Do we always have to care what people think to respect their work?
I mean, I don’t like Tom Cruise much as a personality, but I think he’s a great actor and I watch his movies – ditto for Mel Gibson.
Of course, in my own case, I believe I am on the right side of the arguments, and hope it will make people more receptive to my writing, in the end.
Because why do I write?
Let me say first, in answer to my own question, that I don’t care much about an author’s opinions.
I follow Anne Rice on facebook. I love that she’s cool, and that she replied to my email when I pointed out a typo in one of her books. But I read her books before I found out she was cool, and would have kept reading, despite her political views. I have rarely looked up information on the authors whose books I have read. I don’t think many people do. Even vegans read The Old Man and the Sea and see the quality of the book.
But many readers do care about the writers. They want to like the author.
I hope that these readers don’t hate my books (or pretend to hate them because they don’t like me).
I am sure, on the contrary, that if they hate what I say then they will hate what I write.
For what are my books if not attempts to tell a story at the same time as awaken consciousness, make the reader aware of a topic, make them think, change them a little, for the better, for having read them? (High aspirations, I know, but we must try. If we don’t try save the planet we are certainly doomed.)
As an example, a post I wrote about farmers illegally burning land in Ireland got much more coverage than most of my musings and was sent around facebook quite a bit (to my amazement). I looked through a few comments (Okay, all of them) and found nothing but agreement, even with my use of bad words.

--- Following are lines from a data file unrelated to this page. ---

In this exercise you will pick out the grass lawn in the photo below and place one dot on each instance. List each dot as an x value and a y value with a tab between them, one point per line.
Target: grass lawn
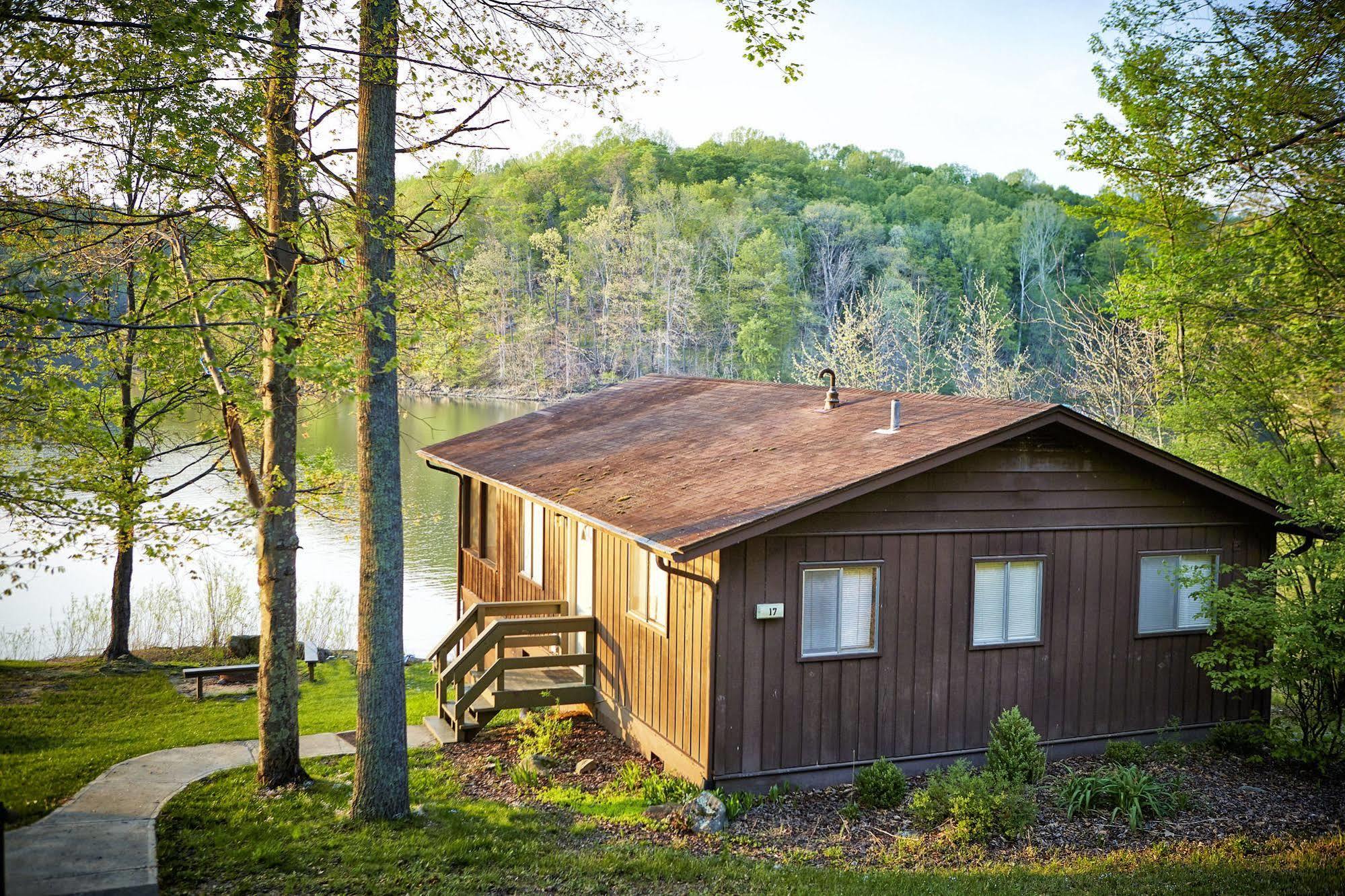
65	723
219	837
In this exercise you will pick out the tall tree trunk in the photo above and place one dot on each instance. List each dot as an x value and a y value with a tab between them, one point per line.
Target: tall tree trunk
118	641
381	786
277	539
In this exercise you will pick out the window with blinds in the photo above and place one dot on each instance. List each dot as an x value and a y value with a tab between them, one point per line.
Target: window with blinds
1007	602
647	595
530	540
1169	591
840	610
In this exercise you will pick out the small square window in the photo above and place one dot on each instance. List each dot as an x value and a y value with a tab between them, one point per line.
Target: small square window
647	595
1007	603
840	611
1169	591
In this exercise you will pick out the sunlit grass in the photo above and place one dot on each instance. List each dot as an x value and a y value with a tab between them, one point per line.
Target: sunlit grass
218	836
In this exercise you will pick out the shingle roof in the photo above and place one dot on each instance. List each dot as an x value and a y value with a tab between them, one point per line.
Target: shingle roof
682	461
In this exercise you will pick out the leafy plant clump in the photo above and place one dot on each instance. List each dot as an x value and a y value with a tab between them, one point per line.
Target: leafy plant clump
662	788
880	786
1129	792
1125	753
1249	739
1015	753
542	733
974	808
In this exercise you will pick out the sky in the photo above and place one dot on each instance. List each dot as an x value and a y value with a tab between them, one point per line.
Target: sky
978	83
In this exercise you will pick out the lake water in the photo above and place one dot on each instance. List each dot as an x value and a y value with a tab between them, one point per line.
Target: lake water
328	555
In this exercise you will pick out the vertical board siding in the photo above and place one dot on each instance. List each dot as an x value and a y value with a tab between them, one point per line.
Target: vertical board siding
927	691
661	679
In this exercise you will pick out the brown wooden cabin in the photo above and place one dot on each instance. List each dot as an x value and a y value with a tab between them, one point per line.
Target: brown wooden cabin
755	589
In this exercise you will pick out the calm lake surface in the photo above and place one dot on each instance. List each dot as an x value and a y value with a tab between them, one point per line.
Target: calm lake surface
330	547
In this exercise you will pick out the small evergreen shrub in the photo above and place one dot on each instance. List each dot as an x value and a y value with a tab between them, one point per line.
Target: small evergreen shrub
880	786
1129	792
541	734
523	777
1251	738
1125	753
662	788
630	778
1015	753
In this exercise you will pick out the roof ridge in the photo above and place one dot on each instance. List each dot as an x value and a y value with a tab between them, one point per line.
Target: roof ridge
803	387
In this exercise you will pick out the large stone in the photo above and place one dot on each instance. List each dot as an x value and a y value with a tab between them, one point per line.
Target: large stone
706	813
663	812
242	646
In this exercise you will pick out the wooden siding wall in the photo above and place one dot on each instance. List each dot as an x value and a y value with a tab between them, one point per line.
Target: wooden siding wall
502	581
663	680
929	692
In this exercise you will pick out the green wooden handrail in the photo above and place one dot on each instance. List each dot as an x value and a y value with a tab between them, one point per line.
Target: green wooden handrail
505	664
480	611
499	629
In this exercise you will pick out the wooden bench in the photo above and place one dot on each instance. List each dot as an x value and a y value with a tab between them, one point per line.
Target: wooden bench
217	671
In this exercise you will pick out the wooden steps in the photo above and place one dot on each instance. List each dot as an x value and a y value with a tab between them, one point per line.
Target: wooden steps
491	680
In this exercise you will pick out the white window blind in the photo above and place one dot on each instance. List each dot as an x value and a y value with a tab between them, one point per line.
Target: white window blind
647	597
840	610
1169	591
1007	602
530	540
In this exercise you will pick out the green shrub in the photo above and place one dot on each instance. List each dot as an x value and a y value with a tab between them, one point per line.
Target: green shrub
1129	792
930	805
1015	753
880	786
662	788
976	808
541	733
1125	753
1250	738
1295	602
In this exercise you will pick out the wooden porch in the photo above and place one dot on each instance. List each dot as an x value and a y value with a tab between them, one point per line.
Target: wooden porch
483	680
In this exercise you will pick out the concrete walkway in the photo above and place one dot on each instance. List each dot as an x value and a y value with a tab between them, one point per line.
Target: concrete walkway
102	842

Every author, I think, tries to change their reader.
And to a certain extent, we have a responsibility to do so. Just this week, George Monbiot took a children’s author to task for contributing to the whitewashing of the realities of intensive farming for food and milk production.
There are some who write just to thrill, to scare, for the enjoyment of making the reader have an emotion.
I do too. But I also want the reader to pause, to learn a little.
I know I’m not alone. Before the internet came about to let us connect to the daily musings of our favourite writers, everyone could get a sense of the writer’s opinions from their novels. I never knew anything about Rolling Stone Magazine until I read Stephen King’s Firestarter. But it gave me an insight into King that none of his shared postings on the internet have altered.
I know it’s not considered good writing to have the reader pause, to look up from the page to have to go and look up a word, or a reference. Perhaps.
But I love those kind of books. I like being immersed in a movie so much that I don’t notice two hours go by, but afterwards, I like to be able to talk about it, about the parts that I haven’t quite figured out. I love the same with books, though I can take a break in the middle rather than waiting till the end. I love spending two hours on wikipedia or youtube, filling in blanks and adding to my knowledge, like I did after I watched Pride last month.
If we writers really thought thinking was a bad thing, then why would be bother thinking up these stories?
And I have faith that thinking hasn’t gone completely out of fashion. Even though the thoughts are often depressing.